Don’t weigh yourself too often and become discouraged by the up
and down variations from day to day. Weigh yourself at the same
time every month to better see long term trends in your weight.

Buy A Pedometer

This is a very accurate way to make sure you take at least
10,000 steps a day to help you reach and maintain your weight
loss goals as you walk to do your various errands and
activities.

Have Your Thyroid Tested

If you are adding weight, have joint and muscle aches, have
unusual facial puffiness, or are unusually tired, this could be
the sign of a sluggish thyroid slowing down your metabolism,
causing weight gain. This can be remedied by taking the right
medications.

Reduce Stress

When you are stressed, your adrenal gland generates the cortisol
stress hormone, which increases your appetite and triggers
release of the insulin fat-storing hormone, causing your body to
hold onto fat, even if you are eating less.

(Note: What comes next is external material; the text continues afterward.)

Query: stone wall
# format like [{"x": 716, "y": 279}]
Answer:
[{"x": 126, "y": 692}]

But often, stress makes you overeat comfort foods like
chocolate, ice cream, potato chips, cookies and donuts. Those
high carbohydrate goodies raise your serotonin levels, boosting
your mood in a form of self-medication. Salty snacks raise blood
pressure, which also raises cortisol levels, contributing to a
vicious cycle of overeating.

To break this cycle, you should set a fixed eating schedule and
stick to it. Schedule your three meals and three snacks
throughout the day so you always have something to eat every
three or four hours. Savor every bite instead of gulping down
too much before your brain tells you that you are full. Regular
exercise and relaxing meditation can also relieve your stress.